Reste en filigrane l’image du Samouraï qui peut tout couper sauf le temps et ses échos primitifs et sourds.
Le “Brise lame” n’est pas forcément un brise larmes. Néanmoins, la douleur — omniprésente et lancinante — n’emporte pas tout vers le chaos. Quelque chose résiste : la langue. Elle taille dans le vif en évitant le pathos — et il y avait là pourtant tout pour cela. Mais l’auteure tient face au possible marasme, avance.

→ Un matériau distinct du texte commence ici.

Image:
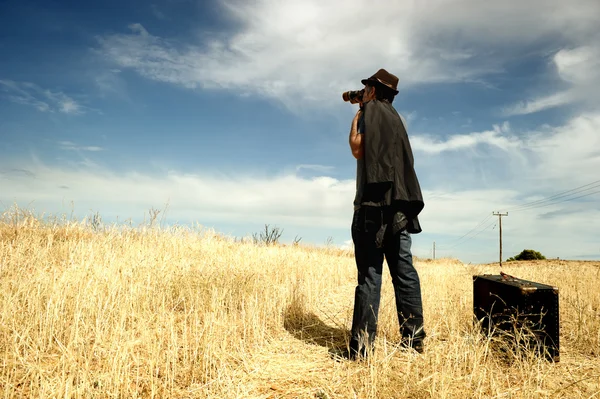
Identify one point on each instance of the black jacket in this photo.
(390, 179)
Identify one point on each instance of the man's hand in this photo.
(356, 139)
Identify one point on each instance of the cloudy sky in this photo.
(228, 113)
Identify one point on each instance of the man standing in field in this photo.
(388, 200)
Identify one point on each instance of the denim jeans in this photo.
(396, 248)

Elle prend le temps de tout métamorphoser sans laisser filer le poids de telles visions.
Au milieu des foules — de proches ou non -, la narratrice progresse parmi ses traces et sa “moisson de ténèbres” que suit un “ne pas” avant que “la marionnette (bien plus tard) arrive à tenir debout”. Sur le noir, l’auteure traverse l’existence pour naître ou renaître au milieu de l’histoire des souffrances.
Celles des autres comme celle de la créatrice qui laisse entrevoir “l’espace d’un sourire” au coeur de visions qui ne se rencontrent pas ailleurs.
jean-paul gavard-perret
Anne-Marie Jeanjean, Sans — brise-lames, L’Harmattan, coll. Levée d’Ancre, Paris, 2019, 124 p. — 15, 50 €.